Two of our panel (AB, TK) recommended CLE with PC IOL for the 45 year old case example. A superior short tunnel corneal incision of approximately 3.5–3.8 mm could be considered to reduce some of the “with the rule” astigmatism. In view of the high rate of posterior capsule opacification in this age group a foldable IOL with rectangular sharp edges was also recommended (for example, a Pharmacia 911A composed of high refractive silicone or an Alcon MA60BM composed of hydrophobic acrylic material). In addressing the problem of resultant loss of accommodation it was suggested a multifocal IOL of the “progressive zonular” type (for example, Allergan SA40) might be used in appropriate patients who might accept some loss of contrast sensitivity postoperatively. Otherwise, spectacles for near would be necessary. It was noted that if a lens power over 30 dioptres was required, with enough notice, a number of manufacturers can supply high powered PMMA IOLs to place in the bag to avoid two posterior chamber IOLs and the attendant problems with possible ILO. One of our panel (ML) would consider CLE in the 45 year old if the desired end point was −1.0D, requiring a refractive correction of 6.5D, and if the anterior chamber depth was not sufficient to support an implantable contact lens. It was also commented (CMcG) that a significant benefit of this procedure is that it reduces the future risk of angle closure glaucoma in older, moderately hypermetropic eyes.
None of our four experts recommended CLE for the 25 year old case example on the basis of loss of accommodation.
Unlike the surgical correction of moderate to high myopia, the contemporary correction of moderate hypermetropia and astigmatism continues to raise debate and controversy. While a range of modalities, including incisional, thermal, photoablative, phakic IOLs, and phacorefractive clear lens extraction, have been employed over the past 20 years, and although LASIK may currently be the most utilised, no single technique has become the gold standard “panacea” for moderate hypermetropia, Importantly, the panel formed for this review has highlighted the need for an appropriate and extensive preoperative assessment and consideration of the subject's age and visual needs. Any assessment must include careful measurement of scotopic pupil size and its relation to the proposed ablation diameter as well as the principle that no treatment, or alternative non-surgical options, such as refitting of contact lenses, should always be considered and discussed with the patient.
With regard to surgical options, only three procedures were generally considered suitable for moderate hypermetropia (>+3.00D) as highlighted in the hypothetical case studies. While the authors considered the use of all three techniques, LASIK was stated as a definite option for the +5.00/+1.00D × 90 eye by only one panelist, although all panelists thought it should be considered for the less hypermetropic eye (+3.00/+1.25D × 85). Interestingly, limited enthusiasm was expressed for phakic intraocular lens surgery in the 25 year old subject, though all panel members would consider this for an identical refractive error in the 45 year old with presbyopia. Phacorefractive clear lens exchange was also reserved by all authors for the older, presbyopic, hypermetrope (Table 2).

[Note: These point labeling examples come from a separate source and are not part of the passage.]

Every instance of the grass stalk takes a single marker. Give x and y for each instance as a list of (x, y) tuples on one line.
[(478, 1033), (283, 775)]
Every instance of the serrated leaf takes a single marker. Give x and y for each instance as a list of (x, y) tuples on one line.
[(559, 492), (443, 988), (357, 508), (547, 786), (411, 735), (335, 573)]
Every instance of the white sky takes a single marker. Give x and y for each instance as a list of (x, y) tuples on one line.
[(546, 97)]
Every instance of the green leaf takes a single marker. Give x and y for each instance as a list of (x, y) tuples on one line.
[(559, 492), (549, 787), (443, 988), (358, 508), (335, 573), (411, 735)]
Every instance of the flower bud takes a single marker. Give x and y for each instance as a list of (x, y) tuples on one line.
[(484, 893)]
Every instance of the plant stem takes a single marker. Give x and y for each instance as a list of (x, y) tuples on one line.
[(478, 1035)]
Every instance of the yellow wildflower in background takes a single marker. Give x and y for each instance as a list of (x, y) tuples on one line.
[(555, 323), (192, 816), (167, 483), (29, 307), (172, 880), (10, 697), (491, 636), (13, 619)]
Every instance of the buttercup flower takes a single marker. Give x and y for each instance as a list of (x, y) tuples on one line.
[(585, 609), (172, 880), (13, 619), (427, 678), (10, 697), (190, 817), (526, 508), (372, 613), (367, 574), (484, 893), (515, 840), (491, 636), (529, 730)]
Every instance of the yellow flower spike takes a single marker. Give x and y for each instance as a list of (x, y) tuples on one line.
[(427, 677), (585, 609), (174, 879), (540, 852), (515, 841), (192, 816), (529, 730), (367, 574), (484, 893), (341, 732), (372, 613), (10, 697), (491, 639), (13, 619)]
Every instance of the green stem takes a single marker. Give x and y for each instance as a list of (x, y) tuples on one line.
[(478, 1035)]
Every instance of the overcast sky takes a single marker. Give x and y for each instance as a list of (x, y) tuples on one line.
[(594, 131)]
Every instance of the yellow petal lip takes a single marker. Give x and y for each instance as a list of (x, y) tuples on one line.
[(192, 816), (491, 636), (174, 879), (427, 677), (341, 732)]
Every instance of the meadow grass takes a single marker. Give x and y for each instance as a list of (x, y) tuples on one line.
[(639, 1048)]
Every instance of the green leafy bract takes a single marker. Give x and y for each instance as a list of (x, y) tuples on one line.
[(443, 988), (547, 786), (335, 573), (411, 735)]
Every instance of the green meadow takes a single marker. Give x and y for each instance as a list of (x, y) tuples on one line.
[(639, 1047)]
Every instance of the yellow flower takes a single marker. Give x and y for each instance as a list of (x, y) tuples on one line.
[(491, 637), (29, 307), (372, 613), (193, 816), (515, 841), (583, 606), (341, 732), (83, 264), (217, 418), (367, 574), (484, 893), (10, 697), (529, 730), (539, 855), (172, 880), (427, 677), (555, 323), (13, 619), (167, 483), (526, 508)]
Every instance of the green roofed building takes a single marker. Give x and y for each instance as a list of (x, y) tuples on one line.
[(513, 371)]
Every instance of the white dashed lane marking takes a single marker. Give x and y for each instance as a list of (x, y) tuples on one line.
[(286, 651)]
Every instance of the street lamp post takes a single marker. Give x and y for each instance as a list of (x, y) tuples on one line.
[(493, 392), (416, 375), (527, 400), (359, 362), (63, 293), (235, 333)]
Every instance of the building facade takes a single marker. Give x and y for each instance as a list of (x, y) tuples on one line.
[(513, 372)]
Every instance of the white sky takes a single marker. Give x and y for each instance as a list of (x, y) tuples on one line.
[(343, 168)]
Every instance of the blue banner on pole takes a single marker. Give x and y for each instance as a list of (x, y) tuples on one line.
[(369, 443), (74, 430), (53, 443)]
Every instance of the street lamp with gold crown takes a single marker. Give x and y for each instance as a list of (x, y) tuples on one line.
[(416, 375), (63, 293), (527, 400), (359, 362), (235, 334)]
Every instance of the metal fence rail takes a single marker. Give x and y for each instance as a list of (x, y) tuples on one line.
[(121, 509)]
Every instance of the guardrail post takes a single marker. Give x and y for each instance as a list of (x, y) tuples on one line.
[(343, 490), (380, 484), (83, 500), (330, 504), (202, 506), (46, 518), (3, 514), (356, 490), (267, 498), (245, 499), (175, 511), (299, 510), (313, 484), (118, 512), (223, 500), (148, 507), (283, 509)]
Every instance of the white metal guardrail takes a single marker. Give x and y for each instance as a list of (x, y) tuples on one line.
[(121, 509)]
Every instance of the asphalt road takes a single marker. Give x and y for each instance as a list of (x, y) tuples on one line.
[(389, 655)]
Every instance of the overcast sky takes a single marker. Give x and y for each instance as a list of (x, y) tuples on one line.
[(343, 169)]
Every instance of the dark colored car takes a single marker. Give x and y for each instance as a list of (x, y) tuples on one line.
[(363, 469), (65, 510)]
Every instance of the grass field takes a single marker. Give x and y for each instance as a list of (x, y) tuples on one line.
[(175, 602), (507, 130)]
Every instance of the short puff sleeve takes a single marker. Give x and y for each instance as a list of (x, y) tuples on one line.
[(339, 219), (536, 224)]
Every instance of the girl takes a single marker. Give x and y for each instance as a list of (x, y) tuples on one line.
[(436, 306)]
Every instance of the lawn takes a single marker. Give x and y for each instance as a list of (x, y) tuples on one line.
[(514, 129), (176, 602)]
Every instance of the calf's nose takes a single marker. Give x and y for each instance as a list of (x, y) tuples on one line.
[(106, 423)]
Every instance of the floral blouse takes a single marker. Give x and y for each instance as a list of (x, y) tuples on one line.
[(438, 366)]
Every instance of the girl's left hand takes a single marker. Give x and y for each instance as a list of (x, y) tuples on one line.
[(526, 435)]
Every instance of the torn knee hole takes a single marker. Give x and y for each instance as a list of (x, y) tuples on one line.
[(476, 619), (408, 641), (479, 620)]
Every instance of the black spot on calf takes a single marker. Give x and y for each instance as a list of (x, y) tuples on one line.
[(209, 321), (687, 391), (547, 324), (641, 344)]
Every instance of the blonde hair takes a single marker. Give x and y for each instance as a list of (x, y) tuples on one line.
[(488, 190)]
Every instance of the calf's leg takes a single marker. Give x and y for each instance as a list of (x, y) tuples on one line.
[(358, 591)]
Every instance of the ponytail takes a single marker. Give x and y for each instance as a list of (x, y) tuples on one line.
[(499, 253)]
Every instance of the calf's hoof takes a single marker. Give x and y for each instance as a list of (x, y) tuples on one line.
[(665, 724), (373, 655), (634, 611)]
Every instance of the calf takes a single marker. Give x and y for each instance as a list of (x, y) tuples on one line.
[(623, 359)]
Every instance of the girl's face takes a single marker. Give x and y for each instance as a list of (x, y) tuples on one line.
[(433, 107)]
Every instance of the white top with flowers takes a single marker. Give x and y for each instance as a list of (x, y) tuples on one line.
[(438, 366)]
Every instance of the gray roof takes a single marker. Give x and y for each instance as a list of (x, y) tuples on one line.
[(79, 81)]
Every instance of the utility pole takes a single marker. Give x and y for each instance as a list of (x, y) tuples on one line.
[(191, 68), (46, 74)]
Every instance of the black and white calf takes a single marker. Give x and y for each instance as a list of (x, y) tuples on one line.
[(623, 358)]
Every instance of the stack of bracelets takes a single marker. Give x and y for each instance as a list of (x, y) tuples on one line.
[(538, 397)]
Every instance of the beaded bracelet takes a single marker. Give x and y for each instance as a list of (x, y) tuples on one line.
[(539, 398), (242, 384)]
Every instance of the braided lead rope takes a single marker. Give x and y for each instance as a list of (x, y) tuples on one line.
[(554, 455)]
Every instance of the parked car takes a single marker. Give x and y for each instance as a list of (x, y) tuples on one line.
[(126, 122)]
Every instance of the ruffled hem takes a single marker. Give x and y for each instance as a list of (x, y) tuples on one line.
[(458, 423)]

It would appear from our panel response, that the best surgical solution for moderate hypermetropia is still an evolving situation despite increasing and more refined choices. Indeed, it is salutary to note that in the younger case scenario, all panelists were in agreement that one important option was not to recommend surgery and await further surgical developments in this dynamically changing field.